When you finally go out on an actual date with someone, it seems one of two things happens (besides it feeling like a fucking miracle that anything is happening at all): 1) you have a pleasant time. Yes, pleasant. I’ve had pleasant and have been told I’m pleasant. Pleasant. Tulips are pleasant. Afternoon tea is pleasant. Who wants or wants to be pleasant? I want to be overtaken by chemistry so powerful that we can barely keep our lips apart and we seem to never stop talking. Yes, I realize this is why it’s called dating and that not every date is a love connection. But online dating seems like a shitload more work up front for a lot less likelihood of a payoff, even a small one. I mean PLEASANT. Come the fuck on, people. (See? That’s not the sentence of a pleasant person.)

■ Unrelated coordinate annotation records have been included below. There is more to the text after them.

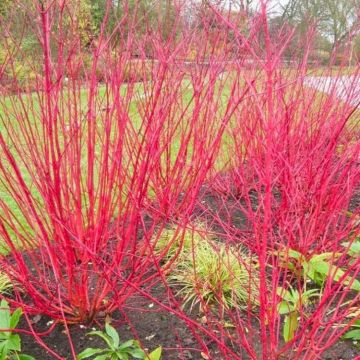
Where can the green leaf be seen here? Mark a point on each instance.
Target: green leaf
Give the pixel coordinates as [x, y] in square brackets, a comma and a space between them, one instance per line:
[354, 249]
[3, 350]
[352, 334]
[4, 315]
[104, 357]
[113, 334]
[137, 353]
[285, 294]
[14, 342]
[15, 317]
[89, 352]
[290, 326]
[284, 308]
[102, 335]
[293, 254]
[155, 355]
[25, 357]
[122, 355]
[127, 344]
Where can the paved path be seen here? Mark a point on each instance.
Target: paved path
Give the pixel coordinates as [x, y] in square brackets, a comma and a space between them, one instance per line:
[346, 88]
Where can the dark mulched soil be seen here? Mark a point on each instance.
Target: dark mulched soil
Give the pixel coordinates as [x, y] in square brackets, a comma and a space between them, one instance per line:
[152, 325]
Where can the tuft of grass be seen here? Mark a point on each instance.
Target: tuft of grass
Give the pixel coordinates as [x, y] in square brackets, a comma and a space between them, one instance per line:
[213, 274]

The second thing: you could really find someone you like. This has happened once. He seemed to like me. He called me again and emailed me again. But he never asked me out again. I guess he just wasn’t that into me, as the book says. Bummer. So don’t email me and call me. Just fade to black, man. It’s easier that way. It’s the way of the world.

So the moral of this story is….a question mark. Right now it feels like I’m doing triple the work for the same result. Can’t somebody just have a house party or come forward with a really hot friend who just moved here from Australia? Anyone??